The density is 0 on the negative numbers. Here is its graph when \(\lambda = 3\).


To check that \(f\) is a density, we have to confirm that its integral is 1. We will start by constructing two symbols, t and lamda. Notice the incorrectly spelled lamda instead of lambda. That is because lambda has another meaning in Python, as some of you might know.

Note the use of positive=True to specify that the symbol can take on only positive values.

t = Symbol('t', positive=True)
lamda = Symbol('lamda', positive=True)

Next we construct the expression for the density. Notice the use of exp for the exponential function.

expon_density = lamda * exp(-lamda * t)

To see that the function is a density, we can check that its integral from 0 to \(\infty\) is 1. The symbol that SymPy uses for \(\infty\) is oo, a double lower case o. It looks very much like \(\infty\).

Integral(expon_density, (t, 0, oo)).doit()

Suppose \(T\) has the exponential \((\lambda)\) density. Then for \(t \ge 0\) the cdf of \(T\) is

\[ F_T(t) ~ = ~ P(T \le t) ~ = ~ \int_0^t \lambda e^{-\lambda s}ds \]

This is a straightforward integral that you can probably do in your head. However, let’s get some more practice using SymPy to find cdf’s. We will use the same method that we used to find the cdf in the previous example.

\[ \int_0^t \lambda e^{-\lambda s}ds ~ = ~ I(t) - I(0) \]

where \(I\) is the indefinite integral of the density. To get this indefinite integral we will use Integral as before, except that this time we must specify t as the variable of integration. That is because SymPy sees two symbols t and lamda in the density, and doesn’t know which one is the variable unless we tell it.

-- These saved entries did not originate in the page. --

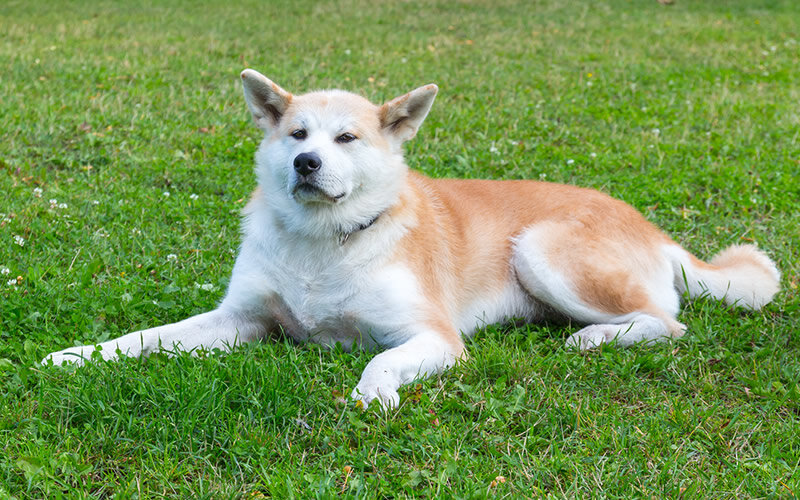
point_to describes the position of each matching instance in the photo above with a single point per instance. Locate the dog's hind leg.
(622, 289)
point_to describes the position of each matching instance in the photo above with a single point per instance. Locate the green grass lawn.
(126, 155)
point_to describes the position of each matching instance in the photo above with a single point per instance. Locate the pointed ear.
(402, 116)
(267, 101)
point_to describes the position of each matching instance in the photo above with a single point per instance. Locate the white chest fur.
(325, 292)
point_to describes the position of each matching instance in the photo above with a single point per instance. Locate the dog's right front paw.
(74, 355)
(366, 393)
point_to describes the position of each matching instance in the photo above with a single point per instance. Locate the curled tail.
(740, 275)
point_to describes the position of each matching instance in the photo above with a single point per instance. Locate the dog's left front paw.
(367, 392)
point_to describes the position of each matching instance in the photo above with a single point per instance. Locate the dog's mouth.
(306, 192)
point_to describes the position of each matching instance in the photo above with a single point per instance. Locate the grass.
(688, 112)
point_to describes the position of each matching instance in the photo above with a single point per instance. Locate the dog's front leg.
(219, 328)
(424, 354)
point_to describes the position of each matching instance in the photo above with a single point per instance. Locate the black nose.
(305, 163)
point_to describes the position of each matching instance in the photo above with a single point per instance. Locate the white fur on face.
(356, 181)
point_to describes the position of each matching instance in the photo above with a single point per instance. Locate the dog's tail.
(740, 275)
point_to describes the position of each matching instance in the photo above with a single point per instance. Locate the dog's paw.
(367, 392)
(74, 355)
(593, 336)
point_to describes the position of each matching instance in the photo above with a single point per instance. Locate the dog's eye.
(345, 138)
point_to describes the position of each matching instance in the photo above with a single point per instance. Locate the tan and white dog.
(343, 243)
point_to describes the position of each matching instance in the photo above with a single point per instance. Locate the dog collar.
(343, 237)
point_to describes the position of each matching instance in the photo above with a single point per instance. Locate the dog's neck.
(344, 235)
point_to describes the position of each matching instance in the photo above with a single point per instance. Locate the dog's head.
(331, 158)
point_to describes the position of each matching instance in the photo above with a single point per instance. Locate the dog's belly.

indefinite = Integral(expon_density, t).doit()

Now use \(F_T(t) = I(t) - I(0)\):

I_0 = indefinite.subs(t, 0)
cdf = indefinite - I_0

Thus the cdf of \(T\) is

\[ F_T(t) ~ = ~ 1 - e^{-\lambda t} \]

The expectation of \(T\) is

\[ E(T) ~ = ~ \int_0^\infty t \lambda e^{-\lambda t} dt ~ = ~ \frac{1}{\lambda} \]

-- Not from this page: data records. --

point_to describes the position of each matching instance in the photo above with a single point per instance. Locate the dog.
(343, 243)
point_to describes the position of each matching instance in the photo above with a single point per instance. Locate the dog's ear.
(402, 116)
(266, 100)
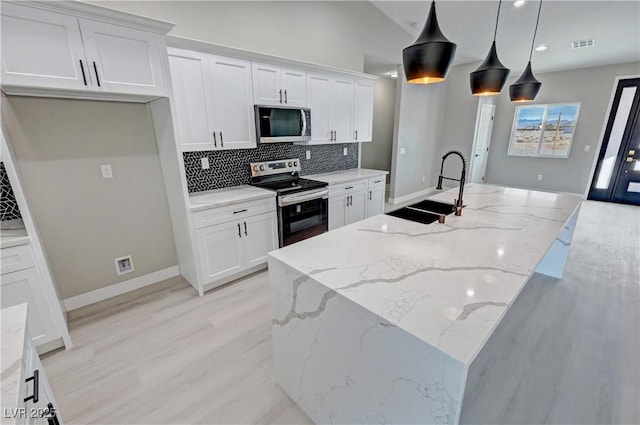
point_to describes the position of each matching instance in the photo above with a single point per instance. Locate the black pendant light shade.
(428, 59)
(489, 78)
(491, 75)
(526, 88)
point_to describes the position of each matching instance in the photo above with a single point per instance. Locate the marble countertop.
(227, 196)
(447, 284)
(345, 176)
(14, 327)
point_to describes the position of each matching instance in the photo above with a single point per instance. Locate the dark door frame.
(631, 127)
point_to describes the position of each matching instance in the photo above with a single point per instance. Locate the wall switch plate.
(124, 265)
(107, 172)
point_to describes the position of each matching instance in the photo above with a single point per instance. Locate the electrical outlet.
(124, 265)
(107, 172)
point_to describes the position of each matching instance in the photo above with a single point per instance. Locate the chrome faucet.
(457, 202)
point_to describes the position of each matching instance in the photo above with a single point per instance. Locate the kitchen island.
(381, 321)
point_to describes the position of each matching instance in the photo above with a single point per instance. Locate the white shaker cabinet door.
(363, 110)
(123, 60)
(266, 84)
(294, 86)
(319, 101)
(220, 250)
(192, 99)
(26, 286)
(42, 49)
(356, 210)
(375, 201)
(342, 111)
(233, 112)
(260, 236)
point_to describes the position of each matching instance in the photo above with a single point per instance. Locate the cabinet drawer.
(349, 187)
(379, 181)
(16, 258)
(227, 213)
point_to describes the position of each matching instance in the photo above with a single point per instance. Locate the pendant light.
(489, 78)
(428, 59)
(527, 87)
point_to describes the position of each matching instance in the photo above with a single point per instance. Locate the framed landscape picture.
(544, 130)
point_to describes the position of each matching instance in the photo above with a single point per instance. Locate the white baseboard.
(120, 288)
(411, 196)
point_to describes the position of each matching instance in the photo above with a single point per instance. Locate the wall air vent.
(581, 44)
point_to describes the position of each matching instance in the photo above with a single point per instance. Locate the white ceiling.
(615, 25)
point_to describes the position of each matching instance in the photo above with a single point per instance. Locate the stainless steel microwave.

which you can check by integration by parts. But SymPy is faster:

expectation = Integral(t*expon_density, (t, 0, oo)).doit()

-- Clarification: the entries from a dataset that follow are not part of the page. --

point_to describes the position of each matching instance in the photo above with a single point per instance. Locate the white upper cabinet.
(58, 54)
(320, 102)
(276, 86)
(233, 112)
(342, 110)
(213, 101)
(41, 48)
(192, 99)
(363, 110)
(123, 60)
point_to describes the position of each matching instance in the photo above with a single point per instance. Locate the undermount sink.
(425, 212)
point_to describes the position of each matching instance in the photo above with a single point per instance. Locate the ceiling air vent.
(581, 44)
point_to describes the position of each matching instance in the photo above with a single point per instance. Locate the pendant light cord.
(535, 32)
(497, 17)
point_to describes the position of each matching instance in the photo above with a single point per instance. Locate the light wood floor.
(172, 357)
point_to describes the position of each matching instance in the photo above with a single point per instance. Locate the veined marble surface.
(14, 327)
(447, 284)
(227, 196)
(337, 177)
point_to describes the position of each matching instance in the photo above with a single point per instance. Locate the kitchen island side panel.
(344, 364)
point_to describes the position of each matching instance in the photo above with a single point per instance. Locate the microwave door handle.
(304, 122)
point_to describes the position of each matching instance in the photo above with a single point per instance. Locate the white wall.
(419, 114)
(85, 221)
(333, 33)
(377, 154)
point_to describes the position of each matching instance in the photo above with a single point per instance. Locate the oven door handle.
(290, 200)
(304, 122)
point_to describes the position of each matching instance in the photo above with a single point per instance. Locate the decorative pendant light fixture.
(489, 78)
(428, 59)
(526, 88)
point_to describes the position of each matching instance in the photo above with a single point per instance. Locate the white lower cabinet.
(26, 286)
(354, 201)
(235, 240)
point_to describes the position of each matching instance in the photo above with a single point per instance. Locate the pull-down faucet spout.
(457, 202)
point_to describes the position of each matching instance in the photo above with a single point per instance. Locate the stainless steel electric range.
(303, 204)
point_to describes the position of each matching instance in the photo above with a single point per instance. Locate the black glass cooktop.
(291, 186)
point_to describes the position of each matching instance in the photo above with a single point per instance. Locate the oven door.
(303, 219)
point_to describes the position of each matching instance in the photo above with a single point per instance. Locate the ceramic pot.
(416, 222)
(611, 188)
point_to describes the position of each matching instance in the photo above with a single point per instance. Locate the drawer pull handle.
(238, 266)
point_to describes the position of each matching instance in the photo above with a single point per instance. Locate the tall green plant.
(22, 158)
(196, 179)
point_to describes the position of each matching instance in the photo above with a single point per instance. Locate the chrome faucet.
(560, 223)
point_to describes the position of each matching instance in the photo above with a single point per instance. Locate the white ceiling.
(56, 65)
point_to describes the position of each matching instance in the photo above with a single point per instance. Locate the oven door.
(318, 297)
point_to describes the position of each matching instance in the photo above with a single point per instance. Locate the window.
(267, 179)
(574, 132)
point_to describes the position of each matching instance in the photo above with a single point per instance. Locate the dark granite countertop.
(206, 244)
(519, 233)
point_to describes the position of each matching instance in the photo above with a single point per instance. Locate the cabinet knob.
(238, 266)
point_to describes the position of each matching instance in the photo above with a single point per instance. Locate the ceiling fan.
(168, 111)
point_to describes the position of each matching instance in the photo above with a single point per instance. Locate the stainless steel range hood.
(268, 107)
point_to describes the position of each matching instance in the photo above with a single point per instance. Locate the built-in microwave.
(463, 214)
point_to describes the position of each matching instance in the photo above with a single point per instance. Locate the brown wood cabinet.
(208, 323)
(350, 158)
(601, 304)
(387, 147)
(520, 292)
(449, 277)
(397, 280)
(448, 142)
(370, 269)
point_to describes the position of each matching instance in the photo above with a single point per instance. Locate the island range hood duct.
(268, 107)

Calculating \(E(T^2)\) is just as easy.

expected_square = Integral(t**2 * expon_density, (t, 0, oo)).doit()

The variance and SD follow directly.

variance = expected_square - (expectation ** 2)
sd = variance ** 0.5

That’s a pretty funny way of writing \(\frac{1}{\lambda}\) but we’ll take it. It’s a small price to pay for not having to do all the integrals by hand.